L'été approche avec son cortège d'insectes indésirables. Plutôt que de multiplier les produits chimiques, certaines plantes carnivores transforment moustiques, mouches et même frelons asiatiques en engrais naturel.
Parmi les centaines d'espèces connues, six genres se prêtent particulièrement bien à la culture en pot : dionée, droséra, sarracénie, népenthès, utriculaire et grassette.
Des chasseuses naturelles pour votre terrasse
Ces végétaux fascinants ne se contentent pas de décorer : ils chassent activement les nuisibles. Vivant naturellement dans des tourbières pauvres en nutriments, ils complètent leur alimentation en capturant des insectes. Le principe est simple : attirer, piéger, digérer.
Quelle espèce choisir selon l'insecte visé ?
Toutes les plantes carnivores ne chassent pas les mêmes proies. Pour faire le bon choix, mieux vaut associer chaque espèce à l'insecte que vous souhaitez éliminer. Voici les principales à connaître.
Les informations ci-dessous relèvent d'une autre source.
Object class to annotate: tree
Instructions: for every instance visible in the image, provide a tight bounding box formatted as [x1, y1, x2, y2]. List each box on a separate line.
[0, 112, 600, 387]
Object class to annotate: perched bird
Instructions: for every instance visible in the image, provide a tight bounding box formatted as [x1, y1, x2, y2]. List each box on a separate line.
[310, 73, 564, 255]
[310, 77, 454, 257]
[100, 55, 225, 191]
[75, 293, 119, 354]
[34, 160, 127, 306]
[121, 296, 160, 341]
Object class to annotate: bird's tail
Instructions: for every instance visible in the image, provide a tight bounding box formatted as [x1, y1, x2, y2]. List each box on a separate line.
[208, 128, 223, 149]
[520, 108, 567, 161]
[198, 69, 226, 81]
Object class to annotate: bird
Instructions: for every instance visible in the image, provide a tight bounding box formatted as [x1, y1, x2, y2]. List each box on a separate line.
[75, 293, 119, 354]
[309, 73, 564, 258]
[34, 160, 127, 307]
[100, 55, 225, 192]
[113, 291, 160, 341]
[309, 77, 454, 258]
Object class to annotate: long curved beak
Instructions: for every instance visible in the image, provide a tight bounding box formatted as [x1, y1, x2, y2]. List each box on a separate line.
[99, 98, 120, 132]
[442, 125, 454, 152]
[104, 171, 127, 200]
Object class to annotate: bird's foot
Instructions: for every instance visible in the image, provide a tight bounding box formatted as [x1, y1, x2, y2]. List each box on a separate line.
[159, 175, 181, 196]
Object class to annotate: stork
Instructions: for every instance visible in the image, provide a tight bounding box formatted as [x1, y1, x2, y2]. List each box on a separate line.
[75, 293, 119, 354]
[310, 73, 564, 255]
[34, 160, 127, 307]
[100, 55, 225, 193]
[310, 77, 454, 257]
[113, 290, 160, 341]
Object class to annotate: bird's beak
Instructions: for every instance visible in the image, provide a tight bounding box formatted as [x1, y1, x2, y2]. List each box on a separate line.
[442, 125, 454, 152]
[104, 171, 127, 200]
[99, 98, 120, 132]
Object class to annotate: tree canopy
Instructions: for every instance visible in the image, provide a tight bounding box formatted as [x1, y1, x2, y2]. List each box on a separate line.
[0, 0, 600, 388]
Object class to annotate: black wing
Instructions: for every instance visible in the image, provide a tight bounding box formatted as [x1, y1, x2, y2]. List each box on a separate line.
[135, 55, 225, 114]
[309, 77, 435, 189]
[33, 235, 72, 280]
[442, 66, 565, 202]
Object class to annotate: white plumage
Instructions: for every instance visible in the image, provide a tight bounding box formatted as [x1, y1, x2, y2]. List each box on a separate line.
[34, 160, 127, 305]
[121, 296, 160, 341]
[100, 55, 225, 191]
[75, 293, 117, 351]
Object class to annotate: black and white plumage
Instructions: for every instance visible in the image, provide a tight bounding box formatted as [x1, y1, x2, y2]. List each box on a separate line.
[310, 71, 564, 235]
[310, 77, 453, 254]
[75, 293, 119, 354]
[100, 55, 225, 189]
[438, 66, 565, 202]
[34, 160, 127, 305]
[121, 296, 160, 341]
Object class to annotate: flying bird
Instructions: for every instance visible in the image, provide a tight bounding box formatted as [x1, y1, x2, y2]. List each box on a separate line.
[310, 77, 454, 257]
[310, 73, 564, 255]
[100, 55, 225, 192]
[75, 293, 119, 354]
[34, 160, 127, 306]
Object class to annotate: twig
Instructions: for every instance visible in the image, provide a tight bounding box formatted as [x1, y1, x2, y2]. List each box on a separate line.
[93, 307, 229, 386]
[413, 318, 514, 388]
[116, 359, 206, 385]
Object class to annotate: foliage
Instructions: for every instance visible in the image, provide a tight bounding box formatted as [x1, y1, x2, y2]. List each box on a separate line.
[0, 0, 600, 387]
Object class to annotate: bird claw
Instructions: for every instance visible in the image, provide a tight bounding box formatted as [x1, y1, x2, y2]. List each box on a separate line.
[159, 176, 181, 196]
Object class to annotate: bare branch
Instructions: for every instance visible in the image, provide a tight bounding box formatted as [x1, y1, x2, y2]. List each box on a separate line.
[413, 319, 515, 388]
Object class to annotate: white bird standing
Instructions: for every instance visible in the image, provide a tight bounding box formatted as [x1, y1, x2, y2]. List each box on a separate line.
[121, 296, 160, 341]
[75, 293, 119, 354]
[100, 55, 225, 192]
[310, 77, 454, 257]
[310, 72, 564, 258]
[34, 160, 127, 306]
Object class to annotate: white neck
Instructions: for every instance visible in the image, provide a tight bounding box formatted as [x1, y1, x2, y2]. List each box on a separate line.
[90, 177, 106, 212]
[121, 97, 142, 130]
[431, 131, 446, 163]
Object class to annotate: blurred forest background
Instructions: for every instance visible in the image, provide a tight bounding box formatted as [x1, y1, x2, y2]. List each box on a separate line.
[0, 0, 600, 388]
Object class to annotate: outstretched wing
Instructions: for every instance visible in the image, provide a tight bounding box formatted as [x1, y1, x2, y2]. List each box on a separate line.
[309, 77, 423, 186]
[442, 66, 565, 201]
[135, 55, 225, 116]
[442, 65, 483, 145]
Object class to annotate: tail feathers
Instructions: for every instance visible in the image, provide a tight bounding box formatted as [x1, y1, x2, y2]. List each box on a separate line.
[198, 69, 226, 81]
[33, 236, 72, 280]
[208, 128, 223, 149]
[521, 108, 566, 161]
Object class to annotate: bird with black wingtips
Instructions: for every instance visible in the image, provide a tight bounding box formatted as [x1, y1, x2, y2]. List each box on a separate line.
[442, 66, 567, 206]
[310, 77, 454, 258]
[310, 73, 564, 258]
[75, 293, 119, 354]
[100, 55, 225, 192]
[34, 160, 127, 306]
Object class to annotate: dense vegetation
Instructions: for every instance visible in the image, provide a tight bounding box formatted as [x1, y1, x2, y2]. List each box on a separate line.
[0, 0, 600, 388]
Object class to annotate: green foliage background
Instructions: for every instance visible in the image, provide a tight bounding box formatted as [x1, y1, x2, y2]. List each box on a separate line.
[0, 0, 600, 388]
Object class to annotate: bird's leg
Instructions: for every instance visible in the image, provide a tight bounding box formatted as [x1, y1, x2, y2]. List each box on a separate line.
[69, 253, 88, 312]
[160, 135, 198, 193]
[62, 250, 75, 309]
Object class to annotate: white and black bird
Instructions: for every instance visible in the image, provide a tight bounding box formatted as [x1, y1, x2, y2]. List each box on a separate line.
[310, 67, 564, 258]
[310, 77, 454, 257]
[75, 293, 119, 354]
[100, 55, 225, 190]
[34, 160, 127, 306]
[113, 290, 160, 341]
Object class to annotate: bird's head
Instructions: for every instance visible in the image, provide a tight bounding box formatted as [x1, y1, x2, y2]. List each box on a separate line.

| Plantes | Insectes ciblés | Particularités | Emplacement idéal |
|---|---|---|---|
| Dionée attrape-mouche | Mouches, moustiques, fourmis, araignées | Mâchoires qui se referment en moins de 0,1 seconde | Près d'une fenêtre ou d'un évier |
| Sarracénie | Frelons asiatiques, guêpes | Feuilles tubulaires au nectar parfumé très attractif | Balcon ou terrasse ensoleillée |
| Droséra | Petits insectes volants : moucherons, pucerons, petites mouches | Feuilles couvertes de gouttelettes collantes | Près d'une fenêtre lumineuse |
| Pinguicula (grassette) | Moucherons, pucerons, petites mouches | Très efficace contre les moucherons de fruits | Près de la corbeille de fruits |
| Népenthès | Mouches, moustiques et petits insectes volants | Urnes suspendues remplies de liquide digestif | Suspension dans un lieu lumineux et humide |
| Utriculaire | Larves de moustiques | Aspire ses proies en une fraction de seconde | Bassins et points d'eau |
À savoir : au Jardin des Plantes de Nantes, certaines urnes de sarracénies se sont retrouvées remplies de frelons asiatiques lors d'une année où trois nids se trouvaient à proximité. La preuve de leur redoutable efficacité quand les conditions s'y prêtent.
Comment bien les installer ?
L'emplacement est clé. Les dionées, droséras et pinguiculas prospèrent près des fenêtres et de l'évier. Sur un balcon ensoleillé, les sarracénies forment une barrière naturelle contre mouches et guêpes. Le népenthès, lui, se plaît en suspension dans un coin lumineux et humide.
Quelques règles d'entretien sont non négociables :
- Eau de pluie ou déminéralisée uniquement : le calcaire et les minéraux de l'eau du robinet finissent par tuer ces plantes ;
- Substrat tourbe et sable, jamais de terreau classique ;
- Pot posé dans une soucoupe d'eau pour maintenir l'humidité ;
- Plusieurs heures de soleil direct par jour.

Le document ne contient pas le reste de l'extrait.